The ban on foreign spending in elections deals with limiting the ability of certain entities to spend money in Maine elections. However, Tuesday’s ruling doesn’t involve limits on expenditures, only limits to the contributions to committees that make the expenditures. 

While this may seem like splitting hairs, it is the very distinction in the Supreme Court’s philosophy that Lessig and others behind the Super PAC referendum say makes interpretations of Citizens United v. Federal Election Campaign Act to date flawed. 

“Citizens United forecloses limits on contributions to independent expenditure groups,” Frink Wolf wrote in Tuesday’s decision. 

Since Buckley v. Valeo in 1976, the Supreme Court has allowed contributions to be regulated when there is a risk of “quid pro quo” corruption, essentially a favor for a favor. In the case of elections, if there is a risk someone could be making a donation to a candidate in exchange for a favor, then Congress can regulate that contribution. In 2010, the Supreme Court extended this reasoning to corporations and unions in Citizens United.

Three months later, in SpeechNow.org v.

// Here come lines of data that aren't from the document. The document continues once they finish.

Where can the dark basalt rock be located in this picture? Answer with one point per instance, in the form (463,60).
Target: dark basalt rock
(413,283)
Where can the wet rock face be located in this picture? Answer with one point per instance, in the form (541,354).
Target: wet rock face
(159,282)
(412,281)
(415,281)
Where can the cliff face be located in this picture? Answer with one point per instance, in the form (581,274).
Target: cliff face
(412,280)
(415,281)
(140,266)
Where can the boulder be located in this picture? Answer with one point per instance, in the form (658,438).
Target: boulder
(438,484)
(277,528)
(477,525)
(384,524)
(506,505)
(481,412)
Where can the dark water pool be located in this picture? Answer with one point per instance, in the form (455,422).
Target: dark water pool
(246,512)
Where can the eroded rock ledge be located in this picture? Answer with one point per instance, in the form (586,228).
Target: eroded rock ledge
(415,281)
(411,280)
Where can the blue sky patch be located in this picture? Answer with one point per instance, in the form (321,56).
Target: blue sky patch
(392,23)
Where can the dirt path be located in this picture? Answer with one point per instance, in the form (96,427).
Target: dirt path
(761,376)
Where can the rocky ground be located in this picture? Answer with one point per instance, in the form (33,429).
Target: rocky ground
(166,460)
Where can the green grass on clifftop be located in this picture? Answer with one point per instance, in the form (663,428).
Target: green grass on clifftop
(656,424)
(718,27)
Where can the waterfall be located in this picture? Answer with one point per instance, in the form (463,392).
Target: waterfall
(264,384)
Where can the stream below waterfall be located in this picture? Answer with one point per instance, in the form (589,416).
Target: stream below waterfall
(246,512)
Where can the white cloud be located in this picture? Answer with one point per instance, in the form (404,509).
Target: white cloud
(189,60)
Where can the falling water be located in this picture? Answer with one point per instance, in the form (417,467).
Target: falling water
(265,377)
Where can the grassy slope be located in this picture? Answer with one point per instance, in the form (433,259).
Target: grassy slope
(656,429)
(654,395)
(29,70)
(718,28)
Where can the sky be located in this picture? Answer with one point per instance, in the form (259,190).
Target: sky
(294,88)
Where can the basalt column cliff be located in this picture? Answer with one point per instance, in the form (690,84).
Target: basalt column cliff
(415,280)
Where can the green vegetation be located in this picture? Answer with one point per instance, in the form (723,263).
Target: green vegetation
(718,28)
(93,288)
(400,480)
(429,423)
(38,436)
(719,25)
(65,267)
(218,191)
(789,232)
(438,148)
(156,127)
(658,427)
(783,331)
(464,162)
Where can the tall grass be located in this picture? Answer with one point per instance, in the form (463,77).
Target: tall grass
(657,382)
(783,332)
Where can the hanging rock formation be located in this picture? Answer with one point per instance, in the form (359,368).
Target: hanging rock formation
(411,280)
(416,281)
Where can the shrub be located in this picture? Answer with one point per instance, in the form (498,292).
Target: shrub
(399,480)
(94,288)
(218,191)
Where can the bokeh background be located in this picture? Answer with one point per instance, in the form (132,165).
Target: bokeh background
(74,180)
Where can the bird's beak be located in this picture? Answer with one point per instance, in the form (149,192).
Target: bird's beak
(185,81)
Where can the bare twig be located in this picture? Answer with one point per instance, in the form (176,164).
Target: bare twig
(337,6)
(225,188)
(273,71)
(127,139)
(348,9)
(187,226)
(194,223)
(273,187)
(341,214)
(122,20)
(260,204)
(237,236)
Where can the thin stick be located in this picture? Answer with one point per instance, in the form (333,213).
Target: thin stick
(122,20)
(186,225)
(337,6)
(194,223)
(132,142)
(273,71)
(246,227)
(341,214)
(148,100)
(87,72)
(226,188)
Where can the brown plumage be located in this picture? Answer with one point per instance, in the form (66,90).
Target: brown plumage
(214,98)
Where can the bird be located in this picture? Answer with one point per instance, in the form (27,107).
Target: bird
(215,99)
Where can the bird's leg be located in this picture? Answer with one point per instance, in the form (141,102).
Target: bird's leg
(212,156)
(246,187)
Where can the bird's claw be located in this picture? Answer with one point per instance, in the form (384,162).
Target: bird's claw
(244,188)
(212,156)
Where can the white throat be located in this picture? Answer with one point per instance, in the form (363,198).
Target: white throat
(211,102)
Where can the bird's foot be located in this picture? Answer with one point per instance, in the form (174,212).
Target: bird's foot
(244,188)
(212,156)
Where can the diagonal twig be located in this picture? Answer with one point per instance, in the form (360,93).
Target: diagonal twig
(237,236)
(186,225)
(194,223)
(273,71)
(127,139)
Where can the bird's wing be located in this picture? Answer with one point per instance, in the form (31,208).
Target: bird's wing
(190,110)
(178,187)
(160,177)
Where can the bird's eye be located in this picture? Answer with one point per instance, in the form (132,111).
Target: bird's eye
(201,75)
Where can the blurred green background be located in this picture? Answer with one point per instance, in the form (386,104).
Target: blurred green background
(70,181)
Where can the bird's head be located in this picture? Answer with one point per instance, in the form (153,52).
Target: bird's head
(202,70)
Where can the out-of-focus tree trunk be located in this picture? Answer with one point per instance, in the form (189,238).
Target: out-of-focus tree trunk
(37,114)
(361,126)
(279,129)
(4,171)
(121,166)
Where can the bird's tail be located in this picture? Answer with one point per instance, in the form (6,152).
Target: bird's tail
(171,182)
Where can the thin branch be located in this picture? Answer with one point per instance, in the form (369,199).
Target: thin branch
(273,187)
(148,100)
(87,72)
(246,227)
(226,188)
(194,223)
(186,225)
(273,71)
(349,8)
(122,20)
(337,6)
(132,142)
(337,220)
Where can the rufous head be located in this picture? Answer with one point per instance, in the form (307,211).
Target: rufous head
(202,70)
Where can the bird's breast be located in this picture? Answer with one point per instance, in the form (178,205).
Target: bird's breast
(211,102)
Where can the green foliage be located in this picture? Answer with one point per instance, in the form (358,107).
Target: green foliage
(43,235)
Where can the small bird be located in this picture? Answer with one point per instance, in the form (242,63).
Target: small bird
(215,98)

FEC, the D.C. Circuit Court of Appeals upheld that contributions to PACs cannot be regulated either, as long as the PAC is “independent.” Other lower federal and state courts followed suit but the ruling was never reviewed by the Supreme Court. 

Lessig doesn’t think the Supreme Court will change Citizens United, but he believes the question the Maine referendum raises — whether contributions to a committee that makes independent expenditures can be limited — is not answered in Citizens United.

Under the logic of Citizens United, independent expenditures are uncoordinated and create no risk of quid pro quo corruption, but donations to a committee that makes independent expenditures may or may not be coordinated. Therefore, Lessig said, they create the risk of quid pro quo corruption and can be regulated by Congress. 

Lessig hopes the appeal will be swift so the First Circuit will have an opportunity to take up the question by the fall and issue a decision sometime in the spring. If the court decides in favor of the law, the issue could be in the Supreme Court by the fall of 2026. If the First Circuit rules otherwise, the path to the high court is less direct but still possible, Lessig said.